O temor é de que grande parte desses custos sejam arcados pelas famílias, criando "um enorme peso financeiro, que os poderia empurrar ainda mais para a pobreza".
"Milhões na região estão sob o risco de serem jogados de volta para baixo da linha da pobreza", alertam as entidades.
Saúde
Outro alerta do estudo se refere aos sistemas de saúde do Brasil e do restante da América Latina. Para a ONU, o vírus "expôs" as falhas dos sistemas, mostrou suas desigualdades e atendimento inadequado às crianças com microcefalia.
Um dos exemplos usados é a questão do real impacto da recomendação usada para adiar a gravidez em algumas regiões. "Em Pernambuco, a taxa de nascimento caiu em 7% em 2016", indicou. "Mas, nas clínicas provadas que prestam serviços para clientes mais ricos, a queda foi de 45%."
Para a entidade, alta frequência de violência sexual, gravidez não planejada e acesso desigual aos serviços sobre saúde reprodutiva, além de "obstáculos religiosos", impedem que tal mensagem seja de fato aplicada por parte da população.
De uma forma geral, a ONU estima que a América Latina deva esperar uma conta de US$ 18 bilhões ao longo do período entre 2015 e 2017 por causa da zika e que o risco de uma repercussão social é real.
"A epidemia terá um impacto de longo prazo, afetando de forma desproporcional as comunidades mais pobres e podendo contribuir para ampliar a desigualdade na região", alertou a entidade.
Os cálculos apontam que um aumento de 5% na taxa de infecção custaria ao continente em média US$ 1 bilhão por ano. "Diante das incertezas relacionadas à proliferação do vírus e das condições médicas associadas a ele, o informe conclui que a epidemia terá um impacto significativo", indicou.

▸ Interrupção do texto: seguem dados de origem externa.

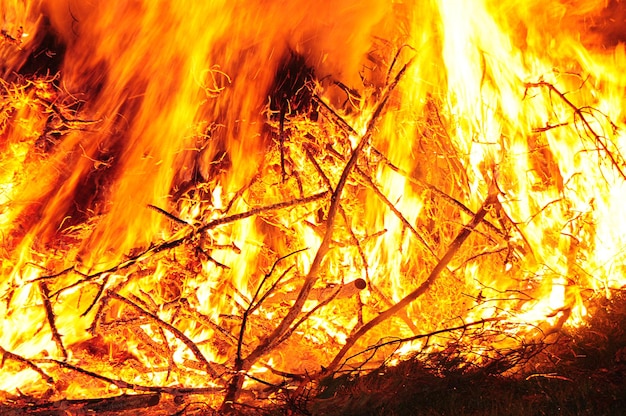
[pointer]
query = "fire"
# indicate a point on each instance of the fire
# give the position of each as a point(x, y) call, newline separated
point(208, 195)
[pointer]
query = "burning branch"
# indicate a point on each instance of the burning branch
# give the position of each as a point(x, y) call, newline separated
point(277, 335)
point(443, 263)
point(189, 343)
point(617, 160)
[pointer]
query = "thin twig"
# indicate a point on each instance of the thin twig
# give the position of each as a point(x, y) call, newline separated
point(28, 363)
point(252, 305)
point(168, 245)
point(130, 386)
point(189, 343)
point(599, 138)
point(45, 294)
point(273, 339)
point(404, 302)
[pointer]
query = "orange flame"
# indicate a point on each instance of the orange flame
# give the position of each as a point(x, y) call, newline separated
point(160, 177)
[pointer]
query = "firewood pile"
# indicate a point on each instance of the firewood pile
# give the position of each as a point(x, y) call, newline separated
point(370, 231)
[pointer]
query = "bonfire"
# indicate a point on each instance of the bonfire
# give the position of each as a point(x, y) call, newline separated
point(237, 206)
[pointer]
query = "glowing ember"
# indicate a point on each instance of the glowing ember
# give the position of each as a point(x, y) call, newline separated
point(224, 196)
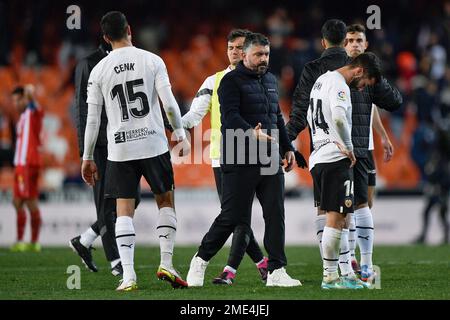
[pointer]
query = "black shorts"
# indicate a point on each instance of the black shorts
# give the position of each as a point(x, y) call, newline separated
point(333, 186)
point(123, 178)
point(364, 174)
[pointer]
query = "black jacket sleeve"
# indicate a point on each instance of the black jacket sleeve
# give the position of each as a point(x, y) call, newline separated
point(230, 101)
point(297, 118)
point(386, 96)
point(81, 107)
point(285, 143)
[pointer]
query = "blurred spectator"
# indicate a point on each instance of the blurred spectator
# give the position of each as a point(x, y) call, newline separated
point(438, 180)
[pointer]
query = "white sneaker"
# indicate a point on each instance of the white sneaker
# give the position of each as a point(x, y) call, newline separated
point(196, 274)
point(129, 285)
point(279, 278)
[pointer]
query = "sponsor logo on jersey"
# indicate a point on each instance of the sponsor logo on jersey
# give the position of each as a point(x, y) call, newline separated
point(348, 203)
point(320, 143)
point(342, 96)
point(119, 137)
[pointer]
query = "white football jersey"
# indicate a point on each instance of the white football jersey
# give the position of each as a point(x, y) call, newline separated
point(329, 91)
point(126, 80)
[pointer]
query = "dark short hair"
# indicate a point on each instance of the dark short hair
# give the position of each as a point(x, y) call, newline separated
point(255, 38)
point(334, 31)
point(356, 27)
point(18, 90)
point(370, 63)
point(237, 33)
point(114, 25)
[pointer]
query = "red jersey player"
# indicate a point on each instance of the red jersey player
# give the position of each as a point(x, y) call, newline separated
point(27, 164)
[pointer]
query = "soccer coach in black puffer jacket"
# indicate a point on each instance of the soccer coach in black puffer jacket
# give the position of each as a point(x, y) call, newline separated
point(248, 99)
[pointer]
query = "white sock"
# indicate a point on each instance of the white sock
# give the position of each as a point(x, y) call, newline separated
point(364, 231)
point(352, 236)
point(166, 230)
point(126, 240)
point(320, 224)
point(331, 240)
point(345, 263)
point(88, 237)
point(230, 269)
point(114, 263)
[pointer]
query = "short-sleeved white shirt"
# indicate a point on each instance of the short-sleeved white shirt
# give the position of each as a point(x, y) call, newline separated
point(329, 91)
point(126, 81)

"Além de perdas tangíveis para o PIB (Produto Interno Bruto) e para economias dependentes de turismo, haverá ainda uma pressão sobre os sistemas de saúde e o vírus pode, no longo prazo, ameaçar décadas de desenvolvimento social e ganhos no setor da saúde", indicou Jessica Faieta, diretora do Programa da ONU para o Desenvolvimento para a América Latina.
"Zika afeta de forma desproporcional os países mais pobres da região, assim como os grupos mais vulneráveis em cada país."
Se o Brasil é o país que terá a conta mais pesada, serão as economias caribenhas as que vão enfrentar um impacto maior, em comparação aos seus PIBs.
Em média, essas regiões teriam consequências econômicas cinco vezes superiores às da América Latina, com 80% dos custos relacionados a perdas com o turismo.
Belize e Haiti, por exemplo, poderiam perder até 1,1% de seus PIBs.
Em um esforço de reverter essas perdas, a ONU sugere que estratégias de resposta a vírus sejam fortalecidas e que o controle do mosquito vetor da doença, Aedes aegypti, seja integrado em um plano nacional.
"Lidar com essa proliferação pode prevenir não apenas zika, mas outras epidemias", disse.